Nonviolent Communication aims to build connections and understanding through:

  1. Self-reflection before communication: Understand your own emotions and feelings.

  2. Inviting open communication: When ready, invite the other person to communicate. The goal is connection, not to lecture. Regardless of the outcome, maintain an open attitude and respect the other person’s freedom to disagree or refuse.

Nonviolent Communication Steps:

  1. Observe and State Facts
  2. “You’re always with them!” vs “You’ve had meals with them four days this week.”

Express Your Feelings

When communicating, focus on expressing your feelings, not your thoughts.

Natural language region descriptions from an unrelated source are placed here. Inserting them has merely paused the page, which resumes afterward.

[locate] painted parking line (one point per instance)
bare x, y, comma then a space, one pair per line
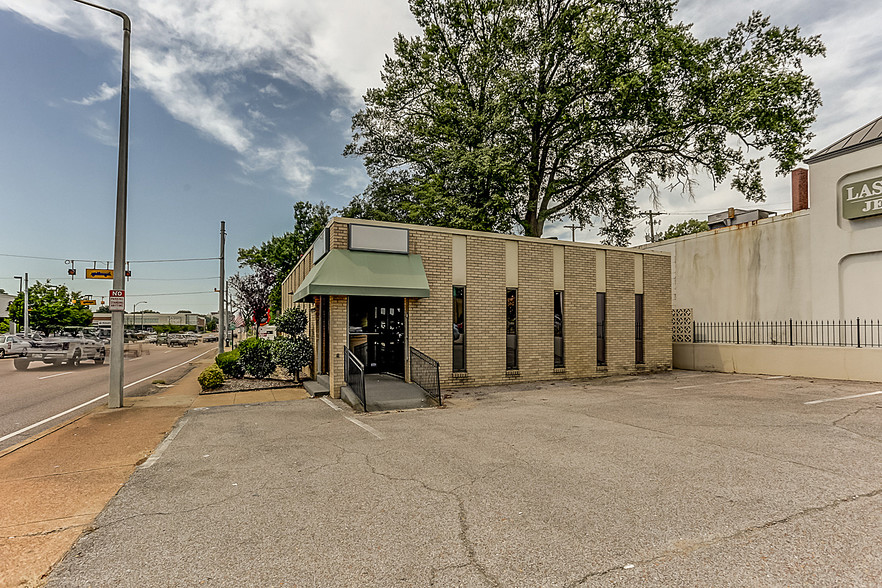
843, 397
367, 428
54, 375
87, 403
716, 384
354, 421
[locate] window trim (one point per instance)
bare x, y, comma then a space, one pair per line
516, 366
464, 367
560, 361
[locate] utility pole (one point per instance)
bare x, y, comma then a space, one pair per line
650, 214
573, 227
221, 311
117, 326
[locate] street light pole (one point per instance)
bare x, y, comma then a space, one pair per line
115, 398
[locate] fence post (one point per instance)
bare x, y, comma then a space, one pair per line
859, 332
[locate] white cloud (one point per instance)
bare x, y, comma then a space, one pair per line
103, 93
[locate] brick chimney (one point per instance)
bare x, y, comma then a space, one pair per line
799, 188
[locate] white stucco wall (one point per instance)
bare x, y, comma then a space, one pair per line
751, 272
846, 254
808, 265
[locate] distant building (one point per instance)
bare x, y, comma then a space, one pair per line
148, 320
736, 216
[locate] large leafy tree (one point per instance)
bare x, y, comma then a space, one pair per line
282, 253
51, 308
515, 113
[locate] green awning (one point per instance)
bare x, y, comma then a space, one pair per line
365, 273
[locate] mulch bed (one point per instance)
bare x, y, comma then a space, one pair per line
248, 383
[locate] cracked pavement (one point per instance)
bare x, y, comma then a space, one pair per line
633, 481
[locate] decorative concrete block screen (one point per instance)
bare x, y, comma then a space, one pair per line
682, 323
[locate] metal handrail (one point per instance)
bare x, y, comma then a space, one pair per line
424, 372
354, 373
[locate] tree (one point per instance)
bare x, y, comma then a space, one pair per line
283, 253
688, 227
51, 308
516, 112
251, 292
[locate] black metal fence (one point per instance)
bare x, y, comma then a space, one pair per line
856, 333
354, 370
424, 373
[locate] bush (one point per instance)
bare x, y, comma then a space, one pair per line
256, 357
230, 364
211, 377
292, 354
292, 322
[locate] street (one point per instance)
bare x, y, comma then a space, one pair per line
43, 394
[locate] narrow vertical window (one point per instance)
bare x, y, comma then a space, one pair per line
459, 329
638, 328
558, 329
601, 328
511, 329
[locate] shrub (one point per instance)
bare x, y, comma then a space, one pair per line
230, 364
256, 357
211, 377
292, 354
292, 322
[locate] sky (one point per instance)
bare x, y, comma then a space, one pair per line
239, 108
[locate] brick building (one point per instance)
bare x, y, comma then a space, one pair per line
490, 308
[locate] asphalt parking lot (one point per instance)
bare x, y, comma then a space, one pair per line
675, 479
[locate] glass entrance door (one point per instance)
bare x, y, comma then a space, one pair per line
376, 333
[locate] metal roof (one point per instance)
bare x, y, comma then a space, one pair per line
869, 134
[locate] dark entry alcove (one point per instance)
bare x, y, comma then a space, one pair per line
376, 333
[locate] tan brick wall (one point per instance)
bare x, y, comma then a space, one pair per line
535, 311
620, 316
338, 335
657, 331
430, 320
580, 312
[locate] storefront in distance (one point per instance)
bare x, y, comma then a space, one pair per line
489, 308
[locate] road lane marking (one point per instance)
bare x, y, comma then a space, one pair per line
165, 443
54, 375
167, 370
329, 403
70, 410
717, 384
367, 428
843, 398
44, 421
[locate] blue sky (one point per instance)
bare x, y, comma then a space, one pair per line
240, 108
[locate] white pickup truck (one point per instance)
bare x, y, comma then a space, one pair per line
71, 345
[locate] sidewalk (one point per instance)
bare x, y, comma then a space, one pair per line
54, 485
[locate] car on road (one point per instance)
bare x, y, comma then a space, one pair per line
178, 339
13, 345
71, 345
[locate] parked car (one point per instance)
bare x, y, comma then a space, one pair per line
71, 345
13, 345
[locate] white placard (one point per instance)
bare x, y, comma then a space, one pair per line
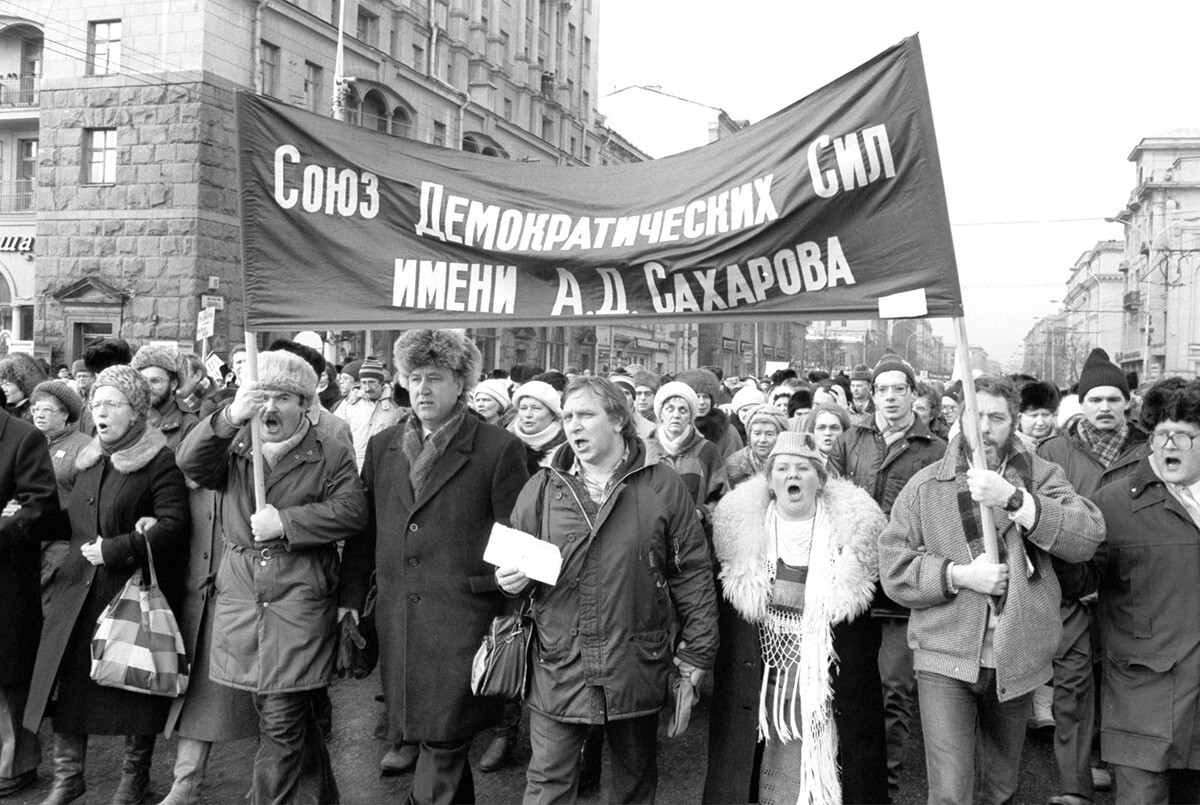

For example: Instead of saying, “You don’t consider me a friend anymore,” say, “You’ve been less available to have meals with me, and I feel very lonely.”

A. Thought: “I think I’m doing a bad job.”

Feeling: “I’m afraid I’m not doing well and I feel anxious.”

B. Thought: “I think you’re being unfair to me.”

Feeling: “I feel very disappointed by this.”

C. Thought: “I think they are more important to you than I am.”

Feeling: “I feel very lonely.”

Feeling lonely might
indicate a need for companionship.
Feeling frustrated (impatience)
might mean a need for more personal space.
Feeling anxious
might suggest a need for security or self-confidence.

Expressing Needs and Reasons

For example:

I feel unhappy"
because I value you a lot (reason).
I also want you to spend some time with me (need: companionship).

Making Specific and Practical Requests

For example:

“I hope we can have dinner together at least twice a week.”

“I hope I can join you all for meals sometimes.”